Ever hear of the Rockpile AVA? This wine appellation is one hot AVA. Ever since the Wine Spectator named Rosenblum 2003 Rockpile Zinfandel as the number three-rated wine of the year in 2005, wines from this region have been in huge demand. When a winery puts the Rockpile name on its label, it almost an instant sellout. So is this AVA worthy of all this attention?

We have visited the Rockpile region on two occasions and found it to be a very intriguing and somewhat mystifying place. There are no wineries to visit along the rather barren and austere Rockpile Road that runs for 12 miles along the ridge of Lake Sonoma. Who would think of planting grapes on the rocky soil hills of this area? Well Rod and Cathy Park in 1992 did and now there are some 148 acres of mostly Zinfandel but there is also Cabernet Sauvignon, Cabernet Franc, Petite Verdot, Petite Sirah, Malbec, Merlot, and a small amount of Tannat.
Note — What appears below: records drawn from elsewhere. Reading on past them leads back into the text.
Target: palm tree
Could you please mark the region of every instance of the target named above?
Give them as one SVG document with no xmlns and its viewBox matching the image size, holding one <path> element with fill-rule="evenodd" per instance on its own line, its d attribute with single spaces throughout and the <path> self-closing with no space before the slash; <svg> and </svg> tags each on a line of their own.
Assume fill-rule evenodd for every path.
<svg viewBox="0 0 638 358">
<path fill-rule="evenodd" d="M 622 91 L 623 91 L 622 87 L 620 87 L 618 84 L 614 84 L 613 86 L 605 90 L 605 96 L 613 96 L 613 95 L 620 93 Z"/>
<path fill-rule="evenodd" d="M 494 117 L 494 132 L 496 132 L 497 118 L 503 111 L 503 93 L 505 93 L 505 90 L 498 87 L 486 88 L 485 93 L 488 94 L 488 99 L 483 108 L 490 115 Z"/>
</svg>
Here is what makes this AVA unique. The Ridge area is 800 to 1200 feet high. The morning fog that is the norm during the summer months of this area is always below this altitude and that means the vineyards have a long day of sunshine. The afternoon winds that whip from the Pacific Ocean about 12 miles away can be fierce. This can cause evaporation in the vines as well as provide comfort from the heat. The hillsides can be steep and rocky and seemingly unfit for growing anything but the endemic vegetation. The vines are stressed and this results in grape clusters that are small, thicked skin, with a small amount of intense juice. This coupled with only 148 acres of vines means a very small supply of this mysterious and rather illustrious wine. We have tasted several Rockpile wines and they are intense, bold, with highly concentrated flavors. These wines go best with grilled red meat. They are big! We recently tried Mauritson 2005 Rockpile Ridge Zinfandel and Stryker’s 2004 Rockpile Cabernet Sauvignon. These two wines are absolutely amazing in my estimation.
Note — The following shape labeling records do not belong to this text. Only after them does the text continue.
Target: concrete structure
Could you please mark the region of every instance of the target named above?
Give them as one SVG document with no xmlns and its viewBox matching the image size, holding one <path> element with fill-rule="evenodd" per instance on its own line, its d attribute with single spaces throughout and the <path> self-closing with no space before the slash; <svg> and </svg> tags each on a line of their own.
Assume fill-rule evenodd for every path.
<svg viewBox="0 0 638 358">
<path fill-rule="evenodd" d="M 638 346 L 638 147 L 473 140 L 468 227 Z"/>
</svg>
Here is who makes Rockpile wines. This is close to a complete list but we may be missing a few. Mauritson Wines owns the most acreage of Rockpile wines, about 34 acres and they make various Rockpile vineyard designated Zinfandels such as Cemetary, Westphall, and Buck’s Pasture. Mauritson will be introducing a Bordeaux Blend and Malbec soon from Rockpile. Other wineries that make a Rockpile wine are Carol Shelton, Valdez, Rosenblum, Branham, JC Cellars, Stryker-Sonoma, Segeshio, and Hobo. Try a bottle and expect to pay about $35 or more, that is if you can find it.